IT'S ALSO TREMENDOUSLY significant that these sorts of policies are catching fire not during an economic crisis like in 2008, but in an economy that is considered booming by conventional measures. In 1933, Franklin D. Roosevelt introduced the New Deal to solve the most profound crisis in the history of capitalism, one for which markets had no semblance of a solution of their own. Warren is calling for New Deal levels of market intervention, and Sanders is leading a revival of democratic socialism at a time when the economic fundamentals are strong and that has significantly further-reaching implications.
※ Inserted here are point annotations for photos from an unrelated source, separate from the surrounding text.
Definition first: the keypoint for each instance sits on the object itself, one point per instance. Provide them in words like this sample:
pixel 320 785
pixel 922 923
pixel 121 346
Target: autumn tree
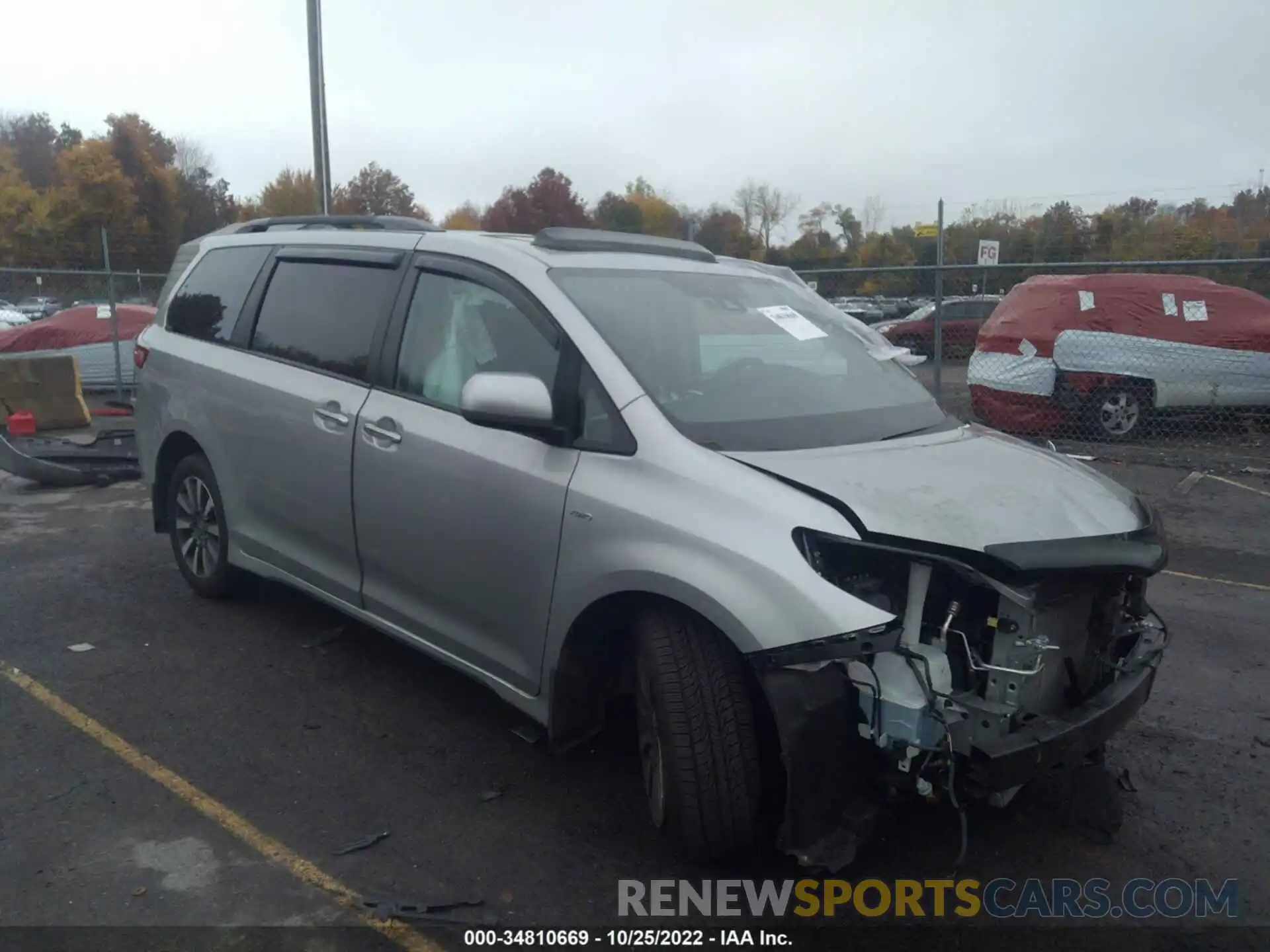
pixel 548 201
pixel 816 227
pixel 873 215
pixel 33 143
pixel 376 190
pixel 146 158
pixel 616 212
pixel 1064 234
pixel 658 215
pixel 723 231
pixel 765 208
pixel 23 215
pixel 92 192
pixel 292 192
pixel 465 218
pixel 850 227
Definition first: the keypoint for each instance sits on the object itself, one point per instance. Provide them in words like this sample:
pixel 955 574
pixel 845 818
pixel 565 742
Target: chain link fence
pixel 92 331
pixel 1143 360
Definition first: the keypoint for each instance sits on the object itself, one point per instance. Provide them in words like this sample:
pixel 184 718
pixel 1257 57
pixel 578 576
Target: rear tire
pixel 698 738
pixel 196 527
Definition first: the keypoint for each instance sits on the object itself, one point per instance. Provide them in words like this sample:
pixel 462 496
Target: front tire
pixel 197 530
pixel 698 739
pixel 1121 412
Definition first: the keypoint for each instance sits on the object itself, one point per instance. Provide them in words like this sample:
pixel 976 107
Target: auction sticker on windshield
pixel 792 323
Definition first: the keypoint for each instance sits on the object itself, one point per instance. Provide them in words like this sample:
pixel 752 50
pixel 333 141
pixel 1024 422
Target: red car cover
pixel 1054 342
pixel 75 327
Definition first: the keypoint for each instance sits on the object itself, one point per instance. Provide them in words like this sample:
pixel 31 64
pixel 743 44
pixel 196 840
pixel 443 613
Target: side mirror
pixel 516 401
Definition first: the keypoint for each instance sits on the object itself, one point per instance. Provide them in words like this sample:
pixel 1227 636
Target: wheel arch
pixel 595 662
pixel 175 447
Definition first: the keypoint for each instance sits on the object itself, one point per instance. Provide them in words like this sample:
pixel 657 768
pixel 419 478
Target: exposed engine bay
pixel 973 690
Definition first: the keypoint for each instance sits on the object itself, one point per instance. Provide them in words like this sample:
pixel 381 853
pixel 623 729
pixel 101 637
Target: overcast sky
pixel 828 99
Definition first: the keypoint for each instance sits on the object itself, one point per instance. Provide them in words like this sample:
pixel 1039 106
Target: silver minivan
pixel 582 466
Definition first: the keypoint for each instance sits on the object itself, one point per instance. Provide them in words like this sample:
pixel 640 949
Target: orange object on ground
pixel 22 424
Because it means that when capitalism is doing precisely what it was built to do -- produce unprecedented wealth -- it is a crisis for both the majority of people and the planetary systems on which we depend.
The threat that this realization represents to establishment players like the Wall-Street-funded Third Way think tank and Center for American Progress is the real reason that both have begun to hold up Warren as a more palatable version of Sanders. It's not because Warren actually has their backing; it's because this revved-up rivalry is viewed as the most effective way to undercut Sanders and, with it, the left's growing base in the party.
There is no question that the elite antipathy for Bernie runs deeper than for Warren, for obvious reasons. Writing on his landmark speech on democratic socialism at George Washington University earlier this month, Keeanga Yamahtta-Taylor marveled that "he named capitalism as the culprit and democratic socialism as a solution. What a breathtaking turn of events." And as the very real prospect of an attack on Iran heats up, it's equally clear that Bernie represents the far greater threat to the bipartisan consensus for endless war.
But Warren, because of her track record and her competence, is a threat in her own right. To Wall Street, for whom she has been a nemesis since 2008; to big tech, whose obscene profits and monopoly power would take a hit under her plans to break them apart; to the ultra-rich as a class, because of her proposed wealth tax. So make no mistake: For corporate Democrats, the endgame is still to defeat both Warren and Sanders. And in this never-ending and crowded campaign, that effort will shape-shift many times over.
It is true that Biden has had a bad week. But if Biden implodes, there's a phalanx of other candidates, recently seen hopping from one $2,800-a-head Wall Street fundraiser to the next, all with variations on the same reassuring message: I'll change things just enough to fend off the pitchforks and to save you from the social embarrassment of Trump, but not so much that you will notice a thing.
"It is important to rotate the crops," David Adelman, a financial industry lawyer, told the New York Times. He was ostensibly explaining why he had co-hosted a fundraiser for Beto O'Rourke, but in doing so, he also summed up precisely how Wall Street sees Washington: as its plantation. It engineers the seeds, plants them, then reaps what it sowed.
These forces, and the think tanks they finance, want the Warren and Sanders camps at each other's throats, demoralizing and weakening each other. Because that's exactly how the progressive bloc stalls or shrinks enough for Biden (or some newer political GMO crop) to walk away with it.
The current political map is confusing, there is no doubt. Progressive vote-splitting is a real possibility down the road but so is vote-combining, and the more progressive voters there are, the more viable that prospect will become. There are multiple routes by which a progressive majority spread over several candidates can be translated into a Democratic ticket that is more progressive than any we've seen in nearly a century, maybe even ever.